Oh hell yeah mommies and daddies!  Its another beautiful fall Thursday morning, and life is good.  I should qualify that and say its good for me and not so good for the National College Prospects Hockey League.  Say that three times fast!  Ha Ha Ha

Ummmmmmm yeah, so, anyone who knows anything about pay to play junior hockey on the east coast knows that there is already too much of it.

Seriously, you got Tier III teams on every freakin street corner.  Shit, some times, well in the case of the NCPHL anyway, they even try to place expansion teams in a building that already has a competing Tier III team in it!!!  Orrrrrr you try to place a team in the same building as an OHL team!!!!  How stupid are some people?!?!?!?!

Now I have been holding off on saying too much on the NCPHL.  But that grace period ended when they cancelled some games scheduled for the weekend of October 7th and the weekend of October 14th.

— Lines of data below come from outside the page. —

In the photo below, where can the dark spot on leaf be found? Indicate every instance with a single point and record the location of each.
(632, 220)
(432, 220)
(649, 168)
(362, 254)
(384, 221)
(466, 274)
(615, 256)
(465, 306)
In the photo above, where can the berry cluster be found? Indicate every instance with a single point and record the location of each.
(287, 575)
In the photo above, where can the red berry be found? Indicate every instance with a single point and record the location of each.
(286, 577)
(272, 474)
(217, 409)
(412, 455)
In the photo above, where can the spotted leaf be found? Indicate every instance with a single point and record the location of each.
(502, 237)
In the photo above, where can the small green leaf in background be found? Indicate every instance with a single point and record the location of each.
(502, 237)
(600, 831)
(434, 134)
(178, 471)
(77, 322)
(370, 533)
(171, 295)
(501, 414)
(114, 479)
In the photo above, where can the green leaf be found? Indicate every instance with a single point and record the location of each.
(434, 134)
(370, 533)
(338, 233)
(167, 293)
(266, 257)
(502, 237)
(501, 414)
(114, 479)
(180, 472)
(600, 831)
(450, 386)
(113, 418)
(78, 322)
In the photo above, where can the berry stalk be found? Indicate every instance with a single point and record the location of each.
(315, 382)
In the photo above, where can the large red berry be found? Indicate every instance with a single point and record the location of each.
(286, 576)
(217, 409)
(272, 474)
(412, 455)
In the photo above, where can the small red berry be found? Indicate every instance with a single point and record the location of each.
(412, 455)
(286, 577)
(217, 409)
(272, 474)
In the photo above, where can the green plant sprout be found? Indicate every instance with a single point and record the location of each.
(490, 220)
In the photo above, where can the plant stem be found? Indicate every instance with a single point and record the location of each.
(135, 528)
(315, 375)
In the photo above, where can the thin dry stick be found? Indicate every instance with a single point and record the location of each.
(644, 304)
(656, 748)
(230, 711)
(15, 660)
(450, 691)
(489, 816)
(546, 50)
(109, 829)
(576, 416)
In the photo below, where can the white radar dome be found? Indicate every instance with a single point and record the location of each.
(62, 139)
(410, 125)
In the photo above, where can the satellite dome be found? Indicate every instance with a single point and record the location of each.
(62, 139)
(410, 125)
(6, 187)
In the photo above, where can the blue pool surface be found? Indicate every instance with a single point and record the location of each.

But I sat with the boss last Saturday and watched the Lake Erie Eagles take on the Toronto Stealth.  Ummmmm yeah, I cant call this junior hockey.  Sorry boys, that was brutal.

This league really is priceless.  This is the worst league website in the world of junior hockey.  I sure hope no one paid for that piece of shit.  Oh and the team sites are just as shitty.

To think it all started with the most racist logo in recent history for the then Lake Erie Warriors.  Here is a refresher for you all that missed it.

Then we had teams dropping out and new ones mysteriously popping up.  You know, like the Buffalo Hornets going missing while the NY Sharks magically appear!  Like the damn Twilight Zone!  When the NY Sharks disappear the freakin Mississauga Bruins magically appear!

Then you got a team in called the Mallers.  Yeah, nice spelling there boys.  They just disappeared while at a David Copperfield show.  But the Blyth Pittsburgh Yellow Jackets reappeared almost at the same time!  Then the other day the Yellow Jackets went missing during a UFO sighting!

Now the Niagara Red Cats are gone.  Yep, what ever the hell a “Red Cat” was supposed to be I guess we will never find out not.  Another mythical hockey mascot like the NY Sharks.  You know, cause Sharks were synonymous with Lake Erie and Lake Ontario and all!

Where the hell is this league finding their absolutely ridiculous team names?  Who the hell is naming these teams?  A group of five year old kids sitting around watching cartoon network talking about a league they would make up?

Ohhhhhhh shit, in case you missed it, the NCPHL is supposed to stand for National College Prospects Hockey League.  Yeah, as if any real College Prospects are going to go play for a league or teams that cant even spend a little time and money to start off correctly.

But hey, my little cousin would like to place a team in Albany New York guys.  If you wouldn’t mind adding a team, it would be within your footprint, and she already has a name and logo picked out.  Meet the Albany Bunny Rabbits…

rabbit

The team will be managed and coached by Elmer J. Fudd.  He is currently attending the Jules Winnfield coaching certification class.

On another note, it looks like the GMHL are no longer guaranteed winners in the worst junior hockey business plan of the year.  Voting on this years contest may have to be settled by reinstating the Hockey Megabowl with a special guest commissioner…..

jackiemoon2

Jackie Moon says, Love me $exy bitche$!  Its the Megabowl for the worlds worst junior hockey baby!  There will be Bear wrestling during the second and third periods, and the winner will receive NCPHL season tickets!  Or, in lieu of season tickets, the winner may chose to redeem them for a roll of toilet paper.

David Wagner – The Angel Of Death – For Those Who Live Stupidly I salute You

*The Death Pool is a mix of comedy, and satire in connection with recent events.  It is not an official report of current events although it may look as though the news is so accurate that it could one day happen or may be happening.